代打逆転サヨナラ満塁優勝決定ホームランは、ボールカウント1ボール2ストライクと投手が有利の状況で放たれた一打でした。優勝決定試合の9回裏3点ビハインドでノーアウト満塁という場面ですから、2ストライクに追い込まれると、つい外野フライでもいいと思い、当てに行ってしまうものですが、しっかりと振り切った北川は見事だったと思います。

割り切り、あるいは覚悟についてはタイガース時代に監督だった野村克也から教わったものだそうです。北川は「割り切ると言っても、まっすぐだけだったら、結局なんでも振っちゃうような感じになるので、外のまっすぐとか高めの変化球とか、そういう二段構えを常に意識するようにしたことは、僕にとってすごくプラスになりました」と語っています。

奇跡のホームランも、大久保のフォークを警戒し、高めのまっすぐを意識した結果、まっすぐとある程度同じタイミング待てるスライダーを捉えたのでしょう。

 

「技術じゃないですよ。技術なんて、一軍にいる以上はみんなあると思うので、ちょっとしたその場での考え方とか、メンタル的なものです」

最近はスポーツにおいての根性論に否定的な意見も多いのですが、人気アニメ「ハイキュー」の中で孤爪研磨というキャラクターが「根性って多分、最終奥義。精神と体力を鍛えてきた者が満を持して発動できるもの」と語っています。おそらくそれは正解で、まだ初級レベルに根性論は不要ですが、プロフェッショナルになれば必要になるものなんだと思います。
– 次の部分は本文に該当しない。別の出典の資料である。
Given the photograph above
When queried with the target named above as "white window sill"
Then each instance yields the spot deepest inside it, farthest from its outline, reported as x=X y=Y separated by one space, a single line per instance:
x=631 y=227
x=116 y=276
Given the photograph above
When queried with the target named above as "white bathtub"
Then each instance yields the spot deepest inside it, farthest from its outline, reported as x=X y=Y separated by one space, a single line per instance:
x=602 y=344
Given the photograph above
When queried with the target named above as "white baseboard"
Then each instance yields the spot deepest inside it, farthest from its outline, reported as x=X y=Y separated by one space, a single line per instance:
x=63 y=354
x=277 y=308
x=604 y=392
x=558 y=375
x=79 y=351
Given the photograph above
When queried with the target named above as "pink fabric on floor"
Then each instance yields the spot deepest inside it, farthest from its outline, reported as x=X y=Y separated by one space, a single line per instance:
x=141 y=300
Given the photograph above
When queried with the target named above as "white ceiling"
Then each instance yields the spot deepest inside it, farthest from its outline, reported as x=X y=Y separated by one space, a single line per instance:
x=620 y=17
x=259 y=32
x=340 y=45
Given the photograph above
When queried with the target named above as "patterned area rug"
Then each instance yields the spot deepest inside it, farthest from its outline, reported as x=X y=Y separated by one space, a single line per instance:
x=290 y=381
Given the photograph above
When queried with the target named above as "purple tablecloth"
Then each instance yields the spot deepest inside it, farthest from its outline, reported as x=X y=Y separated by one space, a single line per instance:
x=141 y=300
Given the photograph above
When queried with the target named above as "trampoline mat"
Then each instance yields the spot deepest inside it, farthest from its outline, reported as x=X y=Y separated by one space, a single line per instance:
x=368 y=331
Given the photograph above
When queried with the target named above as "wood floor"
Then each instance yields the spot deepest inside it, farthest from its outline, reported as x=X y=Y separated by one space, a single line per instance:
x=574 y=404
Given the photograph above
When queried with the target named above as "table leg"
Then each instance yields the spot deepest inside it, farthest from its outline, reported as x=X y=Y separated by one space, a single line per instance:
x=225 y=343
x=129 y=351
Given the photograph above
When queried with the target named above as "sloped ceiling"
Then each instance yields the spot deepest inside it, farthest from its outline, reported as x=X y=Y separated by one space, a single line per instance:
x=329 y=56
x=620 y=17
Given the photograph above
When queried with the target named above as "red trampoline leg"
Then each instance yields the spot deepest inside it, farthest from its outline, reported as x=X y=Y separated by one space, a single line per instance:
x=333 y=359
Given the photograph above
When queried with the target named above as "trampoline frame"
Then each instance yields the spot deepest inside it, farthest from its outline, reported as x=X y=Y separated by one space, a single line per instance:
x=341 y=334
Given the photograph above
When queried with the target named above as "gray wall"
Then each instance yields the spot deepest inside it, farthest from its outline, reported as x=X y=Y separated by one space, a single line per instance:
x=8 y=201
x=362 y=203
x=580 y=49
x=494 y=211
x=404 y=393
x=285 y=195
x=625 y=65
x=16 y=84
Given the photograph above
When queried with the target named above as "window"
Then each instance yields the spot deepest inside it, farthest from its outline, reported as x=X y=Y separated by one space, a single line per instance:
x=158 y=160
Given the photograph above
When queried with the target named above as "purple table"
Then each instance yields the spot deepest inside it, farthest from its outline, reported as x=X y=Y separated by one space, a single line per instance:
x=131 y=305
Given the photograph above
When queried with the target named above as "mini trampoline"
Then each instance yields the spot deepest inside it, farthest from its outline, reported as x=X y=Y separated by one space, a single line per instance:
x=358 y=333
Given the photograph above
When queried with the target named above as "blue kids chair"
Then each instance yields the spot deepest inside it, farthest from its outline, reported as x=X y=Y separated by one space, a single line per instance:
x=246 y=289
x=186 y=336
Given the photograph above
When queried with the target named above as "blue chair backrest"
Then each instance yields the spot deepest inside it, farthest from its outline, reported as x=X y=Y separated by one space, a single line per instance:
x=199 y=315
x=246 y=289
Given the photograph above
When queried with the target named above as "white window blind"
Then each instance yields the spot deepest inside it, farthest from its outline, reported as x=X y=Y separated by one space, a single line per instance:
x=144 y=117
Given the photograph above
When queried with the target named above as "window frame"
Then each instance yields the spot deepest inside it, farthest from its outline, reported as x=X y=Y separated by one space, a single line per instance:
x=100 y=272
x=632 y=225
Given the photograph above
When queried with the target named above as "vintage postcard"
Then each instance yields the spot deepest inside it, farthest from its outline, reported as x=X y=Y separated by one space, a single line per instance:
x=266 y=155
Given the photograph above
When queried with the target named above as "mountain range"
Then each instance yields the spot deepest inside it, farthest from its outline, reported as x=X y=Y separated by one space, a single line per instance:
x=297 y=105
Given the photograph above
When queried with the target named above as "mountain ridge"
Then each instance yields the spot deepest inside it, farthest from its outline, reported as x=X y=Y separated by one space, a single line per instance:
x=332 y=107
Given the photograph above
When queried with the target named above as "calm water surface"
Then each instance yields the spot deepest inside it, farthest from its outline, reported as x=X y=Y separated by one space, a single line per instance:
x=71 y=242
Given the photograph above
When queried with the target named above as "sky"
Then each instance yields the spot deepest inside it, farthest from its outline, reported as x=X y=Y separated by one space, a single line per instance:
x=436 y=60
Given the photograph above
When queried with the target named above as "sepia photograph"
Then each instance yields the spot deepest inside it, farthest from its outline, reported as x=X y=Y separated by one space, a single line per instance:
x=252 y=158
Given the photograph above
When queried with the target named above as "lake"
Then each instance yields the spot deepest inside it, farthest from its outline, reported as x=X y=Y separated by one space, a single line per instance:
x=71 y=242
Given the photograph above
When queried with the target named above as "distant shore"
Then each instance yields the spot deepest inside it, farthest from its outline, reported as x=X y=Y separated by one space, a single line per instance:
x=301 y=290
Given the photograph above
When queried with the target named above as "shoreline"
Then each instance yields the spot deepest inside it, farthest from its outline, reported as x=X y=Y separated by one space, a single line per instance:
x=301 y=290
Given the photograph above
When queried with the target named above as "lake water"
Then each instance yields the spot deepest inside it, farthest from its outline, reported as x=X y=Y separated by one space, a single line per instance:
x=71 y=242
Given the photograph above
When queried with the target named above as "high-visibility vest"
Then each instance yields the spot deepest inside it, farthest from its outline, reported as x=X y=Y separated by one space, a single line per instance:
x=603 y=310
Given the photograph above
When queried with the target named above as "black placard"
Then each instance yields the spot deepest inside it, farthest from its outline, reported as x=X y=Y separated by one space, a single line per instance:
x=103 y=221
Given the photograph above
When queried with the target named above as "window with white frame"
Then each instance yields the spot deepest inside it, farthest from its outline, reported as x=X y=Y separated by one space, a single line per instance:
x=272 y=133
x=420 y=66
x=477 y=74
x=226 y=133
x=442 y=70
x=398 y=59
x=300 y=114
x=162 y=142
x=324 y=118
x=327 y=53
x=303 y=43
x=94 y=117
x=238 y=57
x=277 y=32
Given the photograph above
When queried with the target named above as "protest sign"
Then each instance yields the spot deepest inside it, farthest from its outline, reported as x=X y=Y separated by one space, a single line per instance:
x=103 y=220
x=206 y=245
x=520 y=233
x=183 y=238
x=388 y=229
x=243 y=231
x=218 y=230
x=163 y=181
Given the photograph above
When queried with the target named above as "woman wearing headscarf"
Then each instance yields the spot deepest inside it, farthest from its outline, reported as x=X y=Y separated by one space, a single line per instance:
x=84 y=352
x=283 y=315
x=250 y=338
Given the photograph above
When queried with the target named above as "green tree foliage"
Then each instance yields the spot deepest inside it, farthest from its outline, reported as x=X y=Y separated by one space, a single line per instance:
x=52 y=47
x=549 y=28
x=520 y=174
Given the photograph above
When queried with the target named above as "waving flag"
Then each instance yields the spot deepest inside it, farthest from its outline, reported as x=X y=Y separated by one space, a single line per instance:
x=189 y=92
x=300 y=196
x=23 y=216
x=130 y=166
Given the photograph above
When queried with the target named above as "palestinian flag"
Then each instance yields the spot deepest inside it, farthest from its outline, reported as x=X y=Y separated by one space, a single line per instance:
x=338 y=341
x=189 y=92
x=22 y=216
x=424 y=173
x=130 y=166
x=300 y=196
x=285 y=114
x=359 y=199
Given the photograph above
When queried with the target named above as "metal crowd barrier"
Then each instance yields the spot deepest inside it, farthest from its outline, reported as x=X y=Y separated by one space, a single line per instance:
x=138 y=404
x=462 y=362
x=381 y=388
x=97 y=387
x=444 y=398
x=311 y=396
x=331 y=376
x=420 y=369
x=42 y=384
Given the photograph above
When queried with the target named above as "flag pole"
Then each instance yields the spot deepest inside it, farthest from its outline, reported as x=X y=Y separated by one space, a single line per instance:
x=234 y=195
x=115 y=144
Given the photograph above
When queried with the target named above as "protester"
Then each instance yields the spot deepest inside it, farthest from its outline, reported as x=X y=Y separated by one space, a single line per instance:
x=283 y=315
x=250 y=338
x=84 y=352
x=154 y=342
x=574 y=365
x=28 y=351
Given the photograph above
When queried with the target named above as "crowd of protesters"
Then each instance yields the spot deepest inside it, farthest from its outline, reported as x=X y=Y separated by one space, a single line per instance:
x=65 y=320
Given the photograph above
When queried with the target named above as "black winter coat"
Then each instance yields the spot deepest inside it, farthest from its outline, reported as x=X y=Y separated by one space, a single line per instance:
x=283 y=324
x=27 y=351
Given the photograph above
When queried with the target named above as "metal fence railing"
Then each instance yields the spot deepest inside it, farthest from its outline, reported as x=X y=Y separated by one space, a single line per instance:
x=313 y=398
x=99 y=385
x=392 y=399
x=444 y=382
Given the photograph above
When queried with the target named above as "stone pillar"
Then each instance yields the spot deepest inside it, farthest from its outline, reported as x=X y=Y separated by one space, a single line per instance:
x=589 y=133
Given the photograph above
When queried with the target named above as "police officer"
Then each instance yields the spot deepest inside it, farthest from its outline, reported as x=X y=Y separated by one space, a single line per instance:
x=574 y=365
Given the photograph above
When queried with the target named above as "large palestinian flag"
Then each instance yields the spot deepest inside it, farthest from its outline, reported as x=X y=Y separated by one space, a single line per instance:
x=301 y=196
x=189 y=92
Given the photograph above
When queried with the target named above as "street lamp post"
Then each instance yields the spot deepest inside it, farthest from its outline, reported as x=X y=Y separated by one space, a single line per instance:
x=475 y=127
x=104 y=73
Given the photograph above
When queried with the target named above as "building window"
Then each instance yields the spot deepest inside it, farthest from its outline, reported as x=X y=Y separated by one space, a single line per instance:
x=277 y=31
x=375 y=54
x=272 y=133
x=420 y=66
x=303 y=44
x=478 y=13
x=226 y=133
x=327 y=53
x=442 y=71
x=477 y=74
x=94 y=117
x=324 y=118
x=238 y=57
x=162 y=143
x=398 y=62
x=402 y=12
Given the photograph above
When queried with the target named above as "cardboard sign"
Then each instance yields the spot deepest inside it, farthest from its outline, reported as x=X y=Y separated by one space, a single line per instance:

ゆえに北川のホームランはプロフェッショナルだからこその一発だったといえるでしょう。

 

【名言語録その3】

「僕にとったら近鉄っていうのは、野球をやる場所を与えてくれたし、自分はプロ野球選手なんだって感じられた球団だった。プロ野球人として、人生を変えてくれた球団だったんです」

近鉄最後の監督である梨田昌孝は、北川について自らの著書で「自分がスタメンに起用されなくても、チームメイトが本塁打を放って戻ってくると、満面の笑顔でハイタッチをしている」と評価し「私は、バファローズというやんちゃな集団には、北川のような存在も必要だと感じ、3対3の交換トレードの際に北川も要求した」と書いています。

北川はタイガース時代について「結局自分を見つけられないまま、その場しのぎのスタイルを作っていた」と語っています。しかし近鉄ではヒットが出ずにいた試合後、梨田から電話があり、2軍落ちかと思ったら「ベンチでもいいムードを作ってくれている。確かに打って欲しいけど、成績だけで落としはしないから、とにかくチームのために頑張ってくれ」と言われ、それで心に余裕が生まれて、自分のスタイルを見つけられたのだそうです。

バファローズの名を受け継いだオリックスでも、T岡田は「僕が入った頃から、北川さんみたいな親しみやすい先輩がいて、そういう雰囲気が今も受け継がれている」とファンに話しています。

自分の経験を生かし、コーチとして、選手が自分の人生を変える一打を放つ環境をしっかりと整える、そんなコーチとして北川は無くなったチームが残した良き伝統を引き継いでいるのだと思います。

 

名言からの学び

・人には人生を決める瞬間がある。

・覚悟するには根性がいる。

・良き伝統は受け継がれていく。